“I seem to sleep so much. I don’t know why I should be so tired. This house isn’t nearly so hard to clean as the cold-water flat we had when I was working. The children are at school all day. It’s not the work. I just don’t feel alive.”
The above quotation is from Betty Friedan’s The Feminist Mystique, and in many ways it expresses the core issue that Levy discusses in her book. This is the idea that many women who are categorized as homemakers simply don’t feel alive. And it is the fear of this feeling that leads women into participating in the raunch culture that Levy talks about. Though Friedan and Levy wrote their respective books almost a half-century apart form one another, the idea that women are forced to stay in the home and are virtually dying from the boring of such an occupation still resonates strongly with today’s feminist movement. Women resort to extreme portrayals of their sexual liberation because they are scared that they will either end up like the woman quoted above or will be perceived to be that woman in a stereotypical sense. The women’s movement has developed so many factions that are in contention with each other because none can find the ideal balance (assuming such a balance exists) between arguing in favor of equality and trying to prove that they are just as liberated as men.
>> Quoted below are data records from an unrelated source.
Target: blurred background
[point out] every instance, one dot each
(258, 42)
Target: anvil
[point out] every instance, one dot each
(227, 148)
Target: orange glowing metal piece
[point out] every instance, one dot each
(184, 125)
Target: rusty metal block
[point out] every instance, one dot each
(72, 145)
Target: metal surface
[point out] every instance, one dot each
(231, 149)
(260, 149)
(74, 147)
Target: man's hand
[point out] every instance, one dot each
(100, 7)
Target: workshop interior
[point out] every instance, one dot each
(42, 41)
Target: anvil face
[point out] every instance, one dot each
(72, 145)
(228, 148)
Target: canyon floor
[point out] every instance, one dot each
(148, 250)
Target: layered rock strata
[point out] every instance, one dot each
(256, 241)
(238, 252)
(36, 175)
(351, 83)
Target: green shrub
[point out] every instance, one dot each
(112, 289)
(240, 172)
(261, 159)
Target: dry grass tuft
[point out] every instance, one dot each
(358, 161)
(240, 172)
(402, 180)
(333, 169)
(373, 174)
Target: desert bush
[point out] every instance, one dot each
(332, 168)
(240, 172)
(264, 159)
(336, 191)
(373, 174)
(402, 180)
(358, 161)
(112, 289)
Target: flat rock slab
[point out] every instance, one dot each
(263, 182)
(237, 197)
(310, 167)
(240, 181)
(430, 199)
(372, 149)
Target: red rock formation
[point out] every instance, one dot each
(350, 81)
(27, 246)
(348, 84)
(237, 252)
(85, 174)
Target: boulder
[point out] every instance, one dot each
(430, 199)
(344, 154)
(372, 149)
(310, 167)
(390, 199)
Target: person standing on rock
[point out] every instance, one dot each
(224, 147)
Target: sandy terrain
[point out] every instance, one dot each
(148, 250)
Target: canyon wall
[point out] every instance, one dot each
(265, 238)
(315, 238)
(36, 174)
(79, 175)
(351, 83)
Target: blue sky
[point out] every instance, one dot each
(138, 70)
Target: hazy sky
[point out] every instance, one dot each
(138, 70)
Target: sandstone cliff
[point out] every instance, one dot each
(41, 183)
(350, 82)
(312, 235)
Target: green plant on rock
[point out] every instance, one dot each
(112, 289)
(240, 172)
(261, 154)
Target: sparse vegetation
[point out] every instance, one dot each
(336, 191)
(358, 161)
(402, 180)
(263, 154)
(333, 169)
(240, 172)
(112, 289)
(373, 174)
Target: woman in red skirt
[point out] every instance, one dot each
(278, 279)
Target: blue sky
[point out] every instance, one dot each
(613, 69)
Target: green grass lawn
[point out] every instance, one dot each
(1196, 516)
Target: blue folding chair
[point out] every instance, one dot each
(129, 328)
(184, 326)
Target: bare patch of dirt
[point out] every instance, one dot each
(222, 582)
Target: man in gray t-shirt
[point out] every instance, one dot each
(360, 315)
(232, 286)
Levy spends a good chunk of her chapter “The Future that Never Happened” on the organization CAKE. While Friedan obviously could not have possibly imagined such an outwardly sexual organization to be in favor of women’s rights, she would argue that while CAKE’s intentions are benevolent, their methods are too extreme. In my opinion, the events that Cake sponsors are too intimidating to the average feminist for her to feel comfortable participating, regardless of her politics. Also, it is very reasonable that say that many women would say that CAKE is on the verge of, if not already blatantly mocking the work of women’s liberation leaders such as Friedan and Brownmiller. The very reality that men are basically breaking down the door to attend CAKE events shows that there are aspects of the events that inherently undermine the women’s movement as a whole. Even though CAKE garners a great deal of attention and helps put the women’s movement in the spotlight (in theory), it still, in my opinion, does more harm than good.